PETIT LEXIQUE POÉTIQUE
L'ORGANISATION DES STROPHES
En s'appuyant sur l'organisation des
"strophes", en poésie, on peut distinguer les poèmes
monostrophiques, les
homostrophiques où un même schéma se répète, et les poèmes
hétérostrohiques, qui présentent divers schémas successifs.
On peut donc envisager les formes fixes dans une perspective achronique en proposant des typologies qui s'appuient sur des critères internes, tels que la combinatoire des strophes utilisées, ou la plus ou moins grande importance respective des facteurs formels et sémantiques.
1°) - POÈMES MONOSTROPHIQUES.
Exemple de poème monostrophique :
On trouve le rondel simple qui deviendra le triolet au XVIe siècle.
Sidonie a plus d'un amant,
C'est une chose bien connue
Qu'elle avoue, elle, fièrement.
Sidonie a plus d'un amant
Parce que, pour elle, être nue
Est son plus charmant vêtement.
C'est une chose bien connue,
Sidonie a plus d'un amant.
Charles CROS - Triolets fantaisistes.
Nous avons affaire, ci-dessus, à une
forme fixe minimale.
2°) - POÈMES HOMOSTROPHIQUES
Si, dans ce cas, une même strophe se répète, il faut signaler que, généralement, la fin du poème est marquée par un léger changement, tel que la présence d'une strophe plus longue ou plus courte, ou différents jeux sur les refrains.

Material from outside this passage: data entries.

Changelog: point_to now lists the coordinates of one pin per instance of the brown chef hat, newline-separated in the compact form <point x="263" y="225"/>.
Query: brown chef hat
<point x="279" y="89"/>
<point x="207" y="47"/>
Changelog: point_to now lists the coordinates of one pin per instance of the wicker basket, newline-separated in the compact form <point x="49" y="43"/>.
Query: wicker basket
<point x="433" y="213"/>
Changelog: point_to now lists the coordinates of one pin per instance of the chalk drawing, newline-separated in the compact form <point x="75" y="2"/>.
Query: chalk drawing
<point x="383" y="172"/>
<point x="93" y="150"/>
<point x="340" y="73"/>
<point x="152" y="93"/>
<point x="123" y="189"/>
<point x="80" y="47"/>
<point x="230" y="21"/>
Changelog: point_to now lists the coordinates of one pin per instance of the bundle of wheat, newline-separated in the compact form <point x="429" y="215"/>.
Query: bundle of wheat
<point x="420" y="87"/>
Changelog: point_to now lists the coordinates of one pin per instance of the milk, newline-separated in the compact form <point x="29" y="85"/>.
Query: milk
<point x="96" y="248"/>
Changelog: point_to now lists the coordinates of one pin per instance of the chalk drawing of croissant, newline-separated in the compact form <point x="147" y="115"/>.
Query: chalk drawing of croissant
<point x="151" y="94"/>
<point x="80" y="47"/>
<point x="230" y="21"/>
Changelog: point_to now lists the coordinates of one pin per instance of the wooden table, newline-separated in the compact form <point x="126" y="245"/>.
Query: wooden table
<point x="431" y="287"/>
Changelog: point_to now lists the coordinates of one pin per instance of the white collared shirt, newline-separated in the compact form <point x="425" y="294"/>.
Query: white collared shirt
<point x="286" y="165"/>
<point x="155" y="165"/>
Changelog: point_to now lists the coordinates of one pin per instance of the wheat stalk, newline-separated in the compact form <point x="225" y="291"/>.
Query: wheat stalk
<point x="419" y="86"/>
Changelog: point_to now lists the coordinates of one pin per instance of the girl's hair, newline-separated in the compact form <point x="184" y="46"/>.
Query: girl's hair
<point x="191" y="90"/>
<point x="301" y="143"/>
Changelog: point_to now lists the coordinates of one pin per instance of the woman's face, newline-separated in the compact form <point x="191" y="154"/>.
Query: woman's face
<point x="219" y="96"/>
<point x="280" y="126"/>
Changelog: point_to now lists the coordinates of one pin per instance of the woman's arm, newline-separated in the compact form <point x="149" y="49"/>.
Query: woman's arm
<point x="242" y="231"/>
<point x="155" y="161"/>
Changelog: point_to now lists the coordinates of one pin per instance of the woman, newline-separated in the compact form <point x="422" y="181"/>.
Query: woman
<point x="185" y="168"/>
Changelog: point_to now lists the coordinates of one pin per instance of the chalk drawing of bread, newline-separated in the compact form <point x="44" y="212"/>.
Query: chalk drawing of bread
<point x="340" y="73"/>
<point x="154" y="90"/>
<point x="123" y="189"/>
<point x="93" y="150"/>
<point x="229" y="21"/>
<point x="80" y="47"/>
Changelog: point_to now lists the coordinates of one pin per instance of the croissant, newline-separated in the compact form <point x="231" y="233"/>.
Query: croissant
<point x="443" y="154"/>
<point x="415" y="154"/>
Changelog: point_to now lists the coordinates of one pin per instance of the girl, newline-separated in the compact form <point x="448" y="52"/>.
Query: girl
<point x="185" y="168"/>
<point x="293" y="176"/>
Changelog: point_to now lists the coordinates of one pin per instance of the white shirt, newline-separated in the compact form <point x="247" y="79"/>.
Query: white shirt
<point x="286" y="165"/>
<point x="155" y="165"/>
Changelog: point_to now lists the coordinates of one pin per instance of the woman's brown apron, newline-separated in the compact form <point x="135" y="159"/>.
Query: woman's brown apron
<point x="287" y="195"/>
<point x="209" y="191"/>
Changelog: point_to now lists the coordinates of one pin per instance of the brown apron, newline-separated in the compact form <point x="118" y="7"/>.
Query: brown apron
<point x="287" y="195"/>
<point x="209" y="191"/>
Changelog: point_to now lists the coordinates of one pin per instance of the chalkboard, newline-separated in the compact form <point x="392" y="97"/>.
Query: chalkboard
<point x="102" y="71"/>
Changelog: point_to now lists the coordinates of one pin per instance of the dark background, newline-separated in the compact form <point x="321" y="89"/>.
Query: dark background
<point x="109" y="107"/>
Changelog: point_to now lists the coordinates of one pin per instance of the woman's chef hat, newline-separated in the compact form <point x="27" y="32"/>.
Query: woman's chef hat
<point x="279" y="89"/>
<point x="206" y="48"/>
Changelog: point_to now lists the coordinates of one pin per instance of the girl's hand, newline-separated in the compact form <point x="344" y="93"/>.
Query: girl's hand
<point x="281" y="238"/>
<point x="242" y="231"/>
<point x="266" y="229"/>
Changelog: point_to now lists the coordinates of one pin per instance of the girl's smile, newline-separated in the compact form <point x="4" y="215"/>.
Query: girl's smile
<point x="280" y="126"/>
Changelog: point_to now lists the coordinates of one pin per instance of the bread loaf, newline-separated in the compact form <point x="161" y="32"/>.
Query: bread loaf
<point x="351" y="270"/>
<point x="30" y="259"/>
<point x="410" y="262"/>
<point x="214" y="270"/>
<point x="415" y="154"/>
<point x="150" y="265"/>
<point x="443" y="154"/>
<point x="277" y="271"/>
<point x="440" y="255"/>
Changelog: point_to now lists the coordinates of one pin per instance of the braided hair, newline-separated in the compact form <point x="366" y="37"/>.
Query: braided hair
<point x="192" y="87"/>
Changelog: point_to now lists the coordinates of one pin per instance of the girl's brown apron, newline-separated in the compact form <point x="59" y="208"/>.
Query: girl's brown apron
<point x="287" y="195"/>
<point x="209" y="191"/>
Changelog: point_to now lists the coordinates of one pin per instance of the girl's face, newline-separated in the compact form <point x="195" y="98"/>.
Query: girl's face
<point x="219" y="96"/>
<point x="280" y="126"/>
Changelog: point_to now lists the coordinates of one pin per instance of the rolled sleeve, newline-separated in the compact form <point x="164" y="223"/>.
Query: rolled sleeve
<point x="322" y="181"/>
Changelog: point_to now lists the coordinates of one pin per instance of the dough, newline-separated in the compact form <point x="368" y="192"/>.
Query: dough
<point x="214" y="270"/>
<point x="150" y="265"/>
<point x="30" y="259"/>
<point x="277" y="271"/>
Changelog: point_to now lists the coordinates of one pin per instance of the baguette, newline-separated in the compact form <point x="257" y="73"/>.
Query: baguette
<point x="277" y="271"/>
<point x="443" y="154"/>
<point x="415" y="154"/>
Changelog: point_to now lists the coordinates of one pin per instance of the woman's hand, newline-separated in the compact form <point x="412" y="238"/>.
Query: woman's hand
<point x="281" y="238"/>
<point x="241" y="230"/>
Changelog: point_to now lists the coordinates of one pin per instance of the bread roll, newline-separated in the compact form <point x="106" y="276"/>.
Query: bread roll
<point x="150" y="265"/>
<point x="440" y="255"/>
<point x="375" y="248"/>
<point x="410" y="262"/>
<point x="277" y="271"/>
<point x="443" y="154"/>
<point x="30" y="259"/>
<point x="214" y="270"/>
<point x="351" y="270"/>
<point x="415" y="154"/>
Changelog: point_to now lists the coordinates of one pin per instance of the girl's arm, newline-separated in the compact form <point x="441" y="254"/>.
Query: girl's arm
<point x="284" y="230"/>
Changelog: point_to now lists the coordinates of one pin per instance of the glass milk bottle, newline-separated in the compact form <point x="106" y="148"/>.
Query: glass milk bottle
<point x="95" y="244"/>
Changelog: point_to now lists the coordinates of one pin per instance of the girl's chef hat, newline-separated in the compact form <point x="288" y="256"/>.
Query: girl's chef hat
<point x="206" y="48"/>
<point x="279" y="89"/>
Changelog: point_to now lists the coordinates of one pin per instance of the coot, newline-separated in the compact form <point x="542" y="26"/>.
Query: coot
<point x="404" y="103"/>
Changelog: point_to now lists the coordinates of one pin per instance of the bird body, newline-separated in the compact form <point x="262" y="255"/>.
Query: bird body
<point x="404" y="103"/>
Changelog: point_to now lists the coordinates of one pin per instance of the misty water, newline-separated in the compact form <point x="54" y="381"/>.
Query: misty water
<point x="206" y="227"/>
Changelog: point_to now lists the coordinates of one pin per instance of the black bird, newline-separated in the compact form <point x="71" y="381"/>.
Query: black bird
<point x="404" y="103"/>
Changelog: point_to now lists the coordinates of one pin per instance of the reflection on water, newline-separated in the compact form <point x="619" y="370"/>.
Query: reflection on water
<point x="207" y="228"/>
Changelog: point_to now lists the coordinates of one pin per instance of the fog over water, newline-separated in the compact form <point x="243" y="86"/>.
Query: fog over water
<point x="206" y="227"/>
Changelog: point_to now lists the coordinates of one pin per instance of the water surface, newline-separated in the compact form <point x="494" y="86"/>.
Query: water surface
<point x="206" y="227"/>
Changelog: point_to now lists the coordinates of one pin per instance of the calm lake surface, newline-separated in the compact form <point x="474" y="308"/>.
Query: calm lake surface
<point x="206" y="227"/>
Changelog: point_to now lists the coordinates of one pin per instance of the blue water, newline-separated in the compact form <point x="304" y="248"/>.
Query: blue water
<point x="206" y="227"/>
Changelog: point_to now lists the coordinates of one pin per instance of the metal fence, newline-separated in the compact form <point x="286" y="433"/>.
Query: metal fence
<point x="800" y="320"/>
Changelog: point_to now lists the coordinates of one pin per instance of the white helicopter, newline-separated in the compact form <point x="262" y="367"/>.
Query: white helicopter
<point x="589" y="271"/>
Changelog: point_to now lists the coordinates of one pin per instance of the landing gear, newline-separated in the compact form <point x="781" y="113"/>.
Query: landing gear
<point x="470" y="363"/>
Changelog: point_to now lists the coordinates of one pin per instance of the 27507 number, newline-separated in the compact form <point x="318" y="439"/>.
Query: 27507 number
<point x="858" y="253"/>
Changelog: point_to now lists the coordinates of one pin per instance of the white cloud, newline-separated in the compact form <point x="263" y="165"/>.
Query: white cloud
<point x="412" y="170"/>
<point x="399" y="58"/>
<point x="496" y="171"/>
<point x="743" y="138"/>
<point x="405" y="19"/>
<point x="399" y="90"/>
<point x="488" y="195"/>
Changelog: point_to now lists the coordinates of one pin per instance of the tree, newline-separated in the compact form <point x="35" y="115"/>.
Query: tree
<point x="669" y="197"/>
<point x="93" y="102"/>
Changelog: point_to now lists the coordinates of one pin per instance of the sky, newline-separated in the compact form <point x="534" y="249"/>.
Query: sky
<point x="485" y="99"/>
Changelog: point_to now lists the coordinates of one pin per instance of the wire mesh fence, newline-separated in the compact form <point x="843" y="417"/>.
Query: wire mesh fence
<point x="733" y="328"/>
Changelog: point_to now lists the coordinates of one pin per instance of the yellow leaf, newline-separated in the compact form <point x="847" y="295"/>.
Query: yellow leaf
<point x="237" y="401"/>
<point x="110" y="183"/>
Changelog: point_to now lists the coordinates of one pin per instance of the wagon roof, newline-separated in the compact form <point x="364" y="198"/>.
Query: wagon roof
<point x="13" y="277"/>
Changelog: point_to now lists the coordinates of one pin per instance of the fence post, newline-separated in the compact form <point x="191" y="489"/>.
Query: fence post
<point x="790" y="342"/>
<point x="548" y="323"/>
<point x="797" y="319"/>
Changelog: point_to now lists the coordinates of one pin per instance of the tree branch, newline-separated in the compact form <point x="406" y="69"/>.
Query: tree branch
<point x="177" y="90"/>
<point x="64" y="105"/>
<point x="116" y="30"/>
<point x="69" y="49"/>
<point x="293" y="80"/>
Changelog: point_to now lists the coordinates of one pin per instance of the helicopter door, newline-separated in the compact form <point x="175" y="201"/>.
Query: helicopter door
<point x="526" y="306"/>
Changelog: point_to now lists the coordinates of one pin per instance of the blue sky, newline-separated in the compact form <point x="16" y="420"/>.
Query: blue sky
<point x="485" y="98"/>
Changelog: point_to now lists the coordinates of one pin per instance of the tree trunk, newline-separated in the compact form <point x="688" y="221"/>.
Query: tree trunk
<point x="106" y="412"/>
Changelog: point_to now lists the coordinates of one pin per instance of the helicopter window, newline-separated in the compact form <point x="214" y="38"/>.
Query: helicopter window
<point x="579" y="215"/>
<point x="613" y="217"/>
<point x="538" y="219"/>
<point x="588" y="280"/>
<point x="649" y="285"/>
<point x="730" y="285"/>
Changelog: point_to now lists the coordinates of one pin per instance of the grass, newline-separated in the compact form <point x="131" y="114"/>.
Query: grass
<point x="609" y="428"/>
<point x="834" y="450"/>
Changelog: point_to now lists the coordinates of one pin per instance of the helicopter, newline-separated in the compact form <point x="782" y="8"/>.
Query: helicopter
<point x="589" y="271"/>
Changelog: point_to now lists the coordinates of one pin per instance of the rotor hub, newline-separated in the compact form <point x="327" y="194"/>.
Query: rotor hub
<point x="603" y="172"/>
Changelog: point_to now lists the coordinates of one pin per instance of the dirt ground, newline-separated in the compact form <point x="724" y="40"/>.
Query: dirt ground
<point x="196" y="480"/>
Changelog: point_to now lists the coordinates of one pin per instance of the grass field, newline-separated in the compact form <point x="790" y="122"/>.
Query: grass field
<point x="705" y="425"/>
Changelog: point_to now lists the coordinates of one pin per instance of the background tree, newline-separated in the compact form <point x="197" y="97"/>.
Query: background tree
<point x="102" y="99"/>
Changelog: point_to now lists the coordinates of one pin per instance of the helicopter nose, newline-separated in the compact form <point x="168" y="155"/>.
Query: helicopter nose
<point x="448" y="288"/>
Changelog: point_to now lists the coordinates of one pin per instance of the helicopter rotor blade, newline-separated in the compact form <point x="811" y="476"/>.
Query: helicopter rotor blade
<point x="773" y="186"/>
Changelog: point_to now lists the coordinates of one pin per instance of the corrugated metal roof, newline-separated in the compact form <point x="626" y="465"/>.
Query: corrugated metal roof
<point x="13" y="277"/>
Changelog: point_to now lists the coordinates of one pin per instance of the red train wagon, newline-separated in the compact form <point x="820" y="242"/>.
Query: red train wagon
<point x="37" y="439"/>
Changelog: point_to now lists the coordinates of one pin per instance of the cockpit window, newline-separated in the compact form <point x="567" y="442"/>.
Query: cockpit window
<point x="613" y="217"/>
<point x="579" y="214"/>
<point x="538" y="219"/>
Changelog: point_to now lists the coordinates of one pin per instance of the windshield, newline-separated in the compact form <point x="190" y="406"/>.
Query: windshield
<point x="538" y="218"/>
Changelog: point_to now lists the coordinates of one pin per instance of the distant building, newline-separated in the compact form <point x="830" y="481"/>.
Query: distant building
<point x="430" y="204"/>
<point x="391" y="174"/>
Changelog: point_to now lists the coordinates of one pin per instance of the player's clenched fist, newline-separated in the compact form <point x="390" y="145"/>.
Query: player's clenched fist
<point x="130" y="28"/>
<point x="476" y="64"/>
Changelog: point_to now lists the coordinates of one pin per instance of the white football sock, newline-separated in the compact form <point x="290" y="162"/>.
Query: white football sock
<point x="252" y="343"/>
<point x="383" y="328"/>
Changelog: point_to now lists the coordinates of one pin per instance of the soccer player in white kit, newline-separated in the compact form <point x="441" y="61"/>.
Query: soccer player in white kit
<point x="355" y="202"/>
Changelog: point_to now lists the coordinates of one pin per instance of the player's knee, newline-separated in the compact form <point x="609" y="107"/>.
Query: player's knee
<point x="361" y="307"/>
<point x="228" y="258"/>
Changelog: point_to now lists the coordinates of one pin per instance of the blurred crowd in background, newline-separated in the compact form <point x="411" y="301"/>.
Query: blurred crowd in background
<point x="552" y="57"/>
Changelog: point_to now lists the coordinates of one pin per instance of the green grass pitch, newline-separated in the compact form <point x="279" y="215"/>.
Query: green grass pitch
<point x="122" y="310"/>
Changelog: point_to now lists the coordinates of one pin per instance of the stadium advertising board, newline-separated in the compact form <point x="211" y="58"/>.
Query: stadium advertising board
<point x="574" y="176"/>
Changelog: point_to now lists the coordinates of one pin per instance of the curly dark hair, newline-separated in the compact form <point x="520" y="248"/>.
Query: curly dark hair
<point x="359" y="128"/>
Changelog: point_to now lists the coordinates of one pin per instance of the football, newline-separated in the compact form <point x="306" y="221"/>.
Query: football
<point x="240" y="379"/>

C'est dans la villanelle, introduite à la Renaissance, et qui est encore en faveur au XIXe siècle. En effet, divisée en tercets, dont le nombre n'est pas fixé, elle est écrite sur deux rimes, le 1er et le 3e vers du premier tercet reparaissant tout à tout dans tout le poème et devenant alternativement le dernier vers de chaque tercet. Quant au dernier couplet, il est un quatrain de 2 vers suivi des deux vers répétés tout au long du poème.
Exemple de poème homostrophque :
Près de Marie-Antoinette,
Dans le petit Trianon,
Fûtes-vous bergerette ?
Vous a-t-on conté fleurette
Aux bords du nouveau Lignon,
Près de Marie-Antoinette ?
Des fleurs sur votre houlette,
Un surnom sur votre nom,
Fûtes-vous bergerette ?
Etiez-vous noble soubrette,
Comme Iris avec Junon,
Près de Marie-Antoinette ?
Pour déniaiser Ninette,
Pour idylliser Ninon,
Fûtes-vous bergerette ?
Au pauvre comme au poète,
Avez-vous jamais dit : Non,
Près de Marie-Antoinette ?
O marquise, sans aigrette,
Sans diamants, sans linon,
Fûtes-vous bergerette ?
Ah ! votre simple cornette
Aurait converti Zénon !
- Près de Marie-Antoinette,
fûtes-vous bergerette ?
Philoxène BOYER - La Marquise Aurore.
Il convient de citer, dans le cadre des poèmes
homostrophiques, le
vilerai et enfin l'
ode, du moins l'
ode horatienne, composée de
strophes identiques.
3°) - POÈMES HÉTÉROSTROPHIQUES
On rangera, dans cette catégorie, le rondeau marotique où
deux quintils encadrent un
tercet, et le sonnet où les
deux tercets succèdent à deux quatrains.
Ce qu'on peut retenir de ce classement, c'est la diversité des formes fixes et du rôle qu'y joue la strophe, ainsi que la nature particulière de la fin du texte qui se présente le plus souvent comme une rupture. Les formes fixes s'inscrivent, en effet, sur un continuum qui va de contraintes purement formelles (le rondeau), à une définition exclusivement sémantique (la complainte). Dans l'entre-deux, la plupart des formes fixes sont définies par l'un ou l'autre aspect. C'est le cas du sonnet qui repose à la fois sur un nombre de vers (14), une combinaison de rimes, et une tension ainsi qu'un déséquilibre entre des masses différentes.
Ce double principe de définition explique que les formes fixes soient moins rigides que leur dénomination ne le laisse supposer et qu'elles aient pu évoluer.